What Do Vegan Kids Eat?

Written by Tena Moore

Statistics show that nearly one in every 200 kids is vegetarian. Although that number is decreasing with time, it is still quite high. As vegetarians, kids should be able to get more than enough protein through dairy and eggs, but what if they are vegan? Vegan children do not eat any animal products whatsoever; that means no dairy and no eggs, two of the highest forms of protein other than meat.

A report published by the Associated Press gave suggested substitutions for vegan kids trying to get the protein and other needed vitamins and minerals such as vitamin B-12, iron, zinc and linolenic acid. The report suggested kids drink fortified soy milk, and eat various nuts. It also suggested soybeans, flax seed, and nutritional yeast. These substitutions might sound foreign to some, but they are very high in recommended nutrients and animal-product-free.

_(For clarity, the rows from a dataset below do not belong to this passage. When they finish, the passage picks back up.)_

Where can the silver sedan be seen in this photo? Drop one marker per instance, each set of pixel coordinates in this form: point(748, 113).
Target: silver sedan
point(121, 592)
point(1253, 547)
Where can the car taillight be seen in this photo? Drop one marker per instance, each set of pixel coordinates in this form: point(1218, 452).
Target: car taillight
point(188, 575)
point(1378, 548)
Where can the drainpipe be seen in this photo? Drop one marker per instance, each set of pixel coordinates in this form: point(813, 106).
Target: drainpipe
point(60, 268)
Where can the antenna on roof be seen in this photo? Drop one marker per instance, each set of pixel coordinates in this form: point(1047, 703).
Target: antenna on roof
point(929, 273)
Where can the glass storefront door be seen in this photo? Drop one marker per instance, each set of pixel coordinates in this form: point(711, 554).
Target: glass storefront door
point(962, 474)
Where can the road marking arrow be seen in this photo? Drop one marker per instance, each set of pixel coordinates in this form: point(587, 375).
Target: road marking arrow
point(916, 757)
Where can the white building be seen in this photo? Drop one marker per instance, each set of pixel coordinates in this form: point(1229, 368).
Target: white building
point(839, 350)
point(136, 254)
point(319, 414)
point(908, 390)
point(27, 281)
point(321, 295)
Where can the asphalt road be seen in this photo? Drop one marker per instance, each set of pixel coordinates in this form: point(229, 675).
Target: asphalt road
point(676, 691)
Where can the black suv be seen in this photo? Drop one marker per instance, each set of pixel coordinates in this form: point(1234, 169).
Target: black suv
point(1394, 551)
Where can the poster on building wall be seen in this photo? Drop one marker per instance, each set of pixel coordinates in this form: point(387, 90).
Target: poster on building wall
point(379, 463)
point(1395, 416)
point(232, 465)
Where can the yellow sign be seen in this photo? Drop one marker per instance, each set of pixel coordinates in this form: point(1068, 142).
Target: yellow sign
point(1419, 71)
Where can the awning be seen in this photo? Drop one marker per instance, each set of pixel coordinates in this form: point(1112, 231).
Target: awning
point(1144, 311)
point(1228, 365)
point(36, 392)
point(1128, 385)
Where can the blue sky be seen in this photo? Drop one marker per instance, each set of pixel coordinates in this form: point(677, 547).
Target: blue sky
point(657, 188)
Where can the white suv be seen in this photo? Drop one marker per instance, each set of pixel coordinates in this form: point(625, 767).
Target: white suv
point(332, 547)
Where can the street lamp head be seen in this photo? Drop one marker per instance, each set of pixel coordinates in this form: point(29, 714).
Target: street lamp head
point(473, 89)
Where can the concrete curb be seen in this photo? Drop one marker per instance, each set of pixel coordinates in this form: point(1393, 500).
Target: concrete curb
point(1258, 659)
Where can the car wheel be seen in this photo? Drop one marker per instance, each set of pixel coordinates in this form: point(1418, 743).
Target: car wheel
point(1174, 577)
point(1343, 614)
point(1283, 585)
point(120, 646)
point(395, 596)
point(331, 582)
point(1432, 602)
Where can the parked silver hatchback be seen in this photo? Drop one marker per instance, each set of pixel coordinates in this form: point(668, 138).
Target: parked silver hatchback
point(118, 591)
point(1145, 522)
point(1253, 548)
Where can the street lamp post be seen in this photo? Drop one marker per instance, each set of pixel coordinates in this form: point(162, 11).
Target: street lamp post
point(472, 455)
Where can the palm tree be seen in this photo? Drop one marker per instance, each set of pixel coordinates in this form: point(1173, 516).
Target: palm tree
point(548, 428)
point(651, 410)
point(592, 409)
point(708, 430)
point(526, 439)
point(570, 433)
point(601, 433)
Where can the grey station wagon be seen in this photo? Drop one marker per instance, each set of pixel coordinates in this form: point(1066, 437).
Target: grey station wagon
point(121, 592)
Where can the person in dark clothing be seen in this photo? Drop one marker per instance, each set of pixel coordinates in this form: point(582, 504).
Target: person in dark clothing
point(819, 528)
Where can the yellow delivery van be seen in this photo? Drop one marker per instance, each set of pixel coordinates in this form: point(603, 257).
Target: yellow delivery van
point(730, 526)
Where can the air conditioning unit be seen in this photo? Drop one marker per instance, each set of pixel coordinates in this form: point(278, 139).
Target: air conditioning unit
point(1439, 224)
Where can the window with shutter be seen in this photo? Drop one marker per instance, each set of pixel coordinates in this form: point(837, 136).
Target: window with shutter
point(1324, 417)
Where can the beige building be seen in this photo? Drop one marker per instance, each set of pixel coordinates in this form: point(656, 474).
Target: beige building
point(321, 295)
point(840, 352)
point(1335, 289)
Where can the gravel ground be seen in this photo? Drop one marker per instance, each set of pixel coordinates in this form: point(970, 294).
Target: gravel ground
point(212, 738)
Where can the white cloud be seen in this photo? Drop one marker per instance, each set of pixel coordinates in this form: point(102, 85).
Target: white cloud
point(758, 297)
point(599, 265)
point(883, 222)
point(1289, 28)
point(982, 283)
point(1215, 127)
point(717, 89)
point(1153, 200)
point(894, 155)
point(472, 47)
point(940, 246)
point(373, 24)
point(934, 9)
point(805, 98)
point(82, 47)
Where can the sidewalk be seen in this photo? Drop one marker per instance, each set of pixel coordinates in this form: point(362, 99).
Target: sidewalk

Nutritional yeast has a cheese-like flavor and can be sprinkled on nearly anything, from pasta to salads. Flaxseed has a nutty-like flavor and can be ground and sprinkled on hot cereals and soups. Flaxseed oil is a very nutritious oil high in omega-3’s and can be used in place of butter.

While many are still afraid that vegan children cannot possibly get the recommended daily amount of vitamins and minerals, there are many substitutions on the market; it just takes a little bit of education.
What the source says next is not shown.